Bu âyetteki üç kelimeye dikkat çekmek istiyorum. Hâffe, Havl ve Arş.

Hâffe’nin isim anlamı sınır, kenar, kıyı; âyetteki bu kelime meleklerin sıfatı/özelliği ise ‘hafefe’ fiilinden sıfattır, hafefe dönme ve sarma demek. Tek bir melek tüm arş-ı saramaz, ‘melâike’den/meleklerden bahsedilmekte, sayısız (sonsuz sayıda) melek arşın etrafını dönmekte ve Rablerini tesbih etmekte, övmekte.

Havl, hem çevre/etraf hem de ‘Lâ Havle ve lâ quvvete illâ billah’taki gibi güç/kuvvet anlamında. “Hâffîne min havl-il Arş’, arşın etrafının dönen (melekler) demek. 40/Mümin, 7. âyette de Arşı taşıyan meleklerden (yæhmilûnel arşe) ve onun çevresindekilerin (ve men havlehû) tesbihinden söz edilir.

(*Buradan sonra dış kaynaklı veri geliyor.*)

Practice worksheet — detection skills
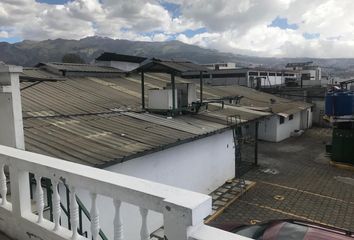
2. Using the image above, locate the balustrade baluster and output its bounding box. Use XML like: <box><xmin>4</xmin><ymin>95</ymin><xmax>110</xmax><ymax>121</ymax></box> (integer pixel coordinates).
<box><xmin>0</xmin><ymin>164</ymin><xmax>7</xmax><ymax>206</ymax></box>
<box><xmin>140</xmin><ymin>208</ymin><xmax>150</xmax><ymax>240</ymax></box>
<box><xmin>70</xmin><ymin>186</ymin><xmax>79</xmax><ymax>240</ymax></box>
<box><xmin>113</xmin><ymin>200</ymin><xmax>124</xmax><ymax>240</ymax></box>
<box><xmin>36</xmin><ymin>174</ymin><xmax>44</xmax><ymax>223</ymax></box>
<box><xmin>90</xmin><ymin>193</ymin><xmax>100</xmax><ymax>240</ymax></box>
<box><xmin>53</xmin><ymin>179</ymin><xmax>61</xmax><ymax>231</ymax></box>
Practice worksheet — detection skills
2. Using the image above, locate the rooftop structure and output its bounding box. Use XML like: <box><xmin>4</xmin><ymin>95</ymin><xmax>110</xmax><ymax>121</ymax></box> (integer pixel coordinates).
<box><xmin>0</xmin><ymin>62</ymin><xmax>309</xmax><ymax>240</ymax></box>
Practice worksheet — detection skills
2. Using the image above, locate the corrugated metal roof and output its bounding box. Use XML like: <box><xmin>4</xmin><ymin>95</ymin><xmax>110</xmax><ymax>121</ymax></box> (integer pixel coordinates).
<box><xmin>24</xmin><ymin>113</ymin><xmax>227</xmax><ymax>167</ymax></box>
<box><xmin>21</xmin><ymin>69</ymin><xmax>304</xmax><ymax>166</ymax></box>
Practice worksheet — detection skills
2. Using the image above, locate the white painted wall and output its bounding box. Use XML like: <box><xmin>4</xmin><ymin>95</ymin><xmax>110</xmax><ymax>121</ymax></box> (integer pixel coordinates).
<box><xmin>258</xmin><ymin>108</ymin><xmax>313</xmax><ymax>142</ymax></box>
<box><xmin>276</xmin><ymin>112</ymin><xmax>301</xmax><ymax>142</ymax></box>
<box><xmin>72</xmin><ymin>130</ymin><xmax>235</xmax><ymax>240</ymax></box>
<box><xmin>258</xmin><ymin>115</ymin><xmax>279</xmax><ymax>142</ymax></box>
<box><xmin>0</xmin><ymin>64</ymin><xmax>25</xmax><ymax>149</ymax></box>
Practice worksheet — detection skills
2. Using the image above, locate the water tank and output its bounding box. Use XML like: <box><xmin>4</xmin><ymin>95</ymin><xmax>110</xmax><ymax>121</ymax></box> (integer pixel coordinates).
<box><xmin>325</xmin><ymin>91</ymin><xmax>354</xmax><ymax>116</ymax></box>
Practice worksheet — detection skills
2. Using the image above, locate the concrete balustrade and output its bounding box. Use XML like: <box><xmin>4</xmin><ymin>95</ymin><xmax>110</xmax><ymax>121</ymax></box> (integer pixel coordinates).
<box><xmin>0</xmin><ymin>146</ymin><xmax>250</xmax><ymax>240</ymax></box>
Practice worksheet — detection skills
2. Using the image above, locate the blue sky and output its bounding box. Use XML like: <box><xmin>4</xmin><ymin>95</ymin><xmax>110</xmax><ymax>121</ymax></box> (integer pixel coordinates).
<box><xmin>0</xmin><ymin>0</ymin><xmax>354</xmax><ymax>57</ymax></box>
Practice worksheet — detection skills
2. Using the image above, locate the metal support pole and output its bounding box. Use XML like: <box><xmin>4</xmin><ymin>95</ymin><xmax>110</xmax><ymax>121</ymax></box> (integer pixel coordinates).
<box><xmin>254</xmin><ymin>121</ymin><xmax>259</xmax><ymax>166</ymax></box>
<box><xmin>141</xmin><ymin>70</ymin><xmax>145</xmax><ymax>109</ymax></box>
<box><xmin>171</xmin><ymin>73</ymin><xmax>176</xmax><ymax>112</ymax></box>
<box><xmin>199</xmin><ymin>72</ymin><xmax>203</xmax><ymax>104</ymax></box>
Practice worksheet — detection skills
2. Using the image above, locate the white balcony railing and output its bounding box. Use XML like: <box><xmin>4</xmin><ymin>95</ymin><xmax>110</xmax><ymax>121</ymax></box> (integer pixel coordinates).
<box><xmin>0</xmin><ymin>146</ymin><xmax>250</xmax><ymax>240</ymax></box>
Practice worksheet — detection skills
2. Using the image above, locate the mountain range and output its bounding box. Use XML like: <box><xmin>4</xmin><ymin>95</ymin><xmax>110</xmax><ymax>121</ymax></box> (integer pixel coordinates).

Arş, bizim ve tüm varlığın hayat alanı, hayatıdır; tüm varlıkların hayatı Rabbin “avucunun içindedir”; O, onların tümümü kuşatmıştır. Varlıktaki herkes (her şey) kötülük yapsa, zulüm işlese, O’na zerre kadar zarar veremezler!.

Suyun dışına çıkan balığın yaşaması nasıl mümkün değilse, bizim de arşın dışına çıkmamız ve arşı kuşatmamız (istivâ etmemiz) imkânsızdır.

...

Daha önce bilmenin (de) bitür kuşatma (ihâta) olduğunu, bilmenin üniversitelerde kürsü ile ilişkilendirildiğini söylemiştim.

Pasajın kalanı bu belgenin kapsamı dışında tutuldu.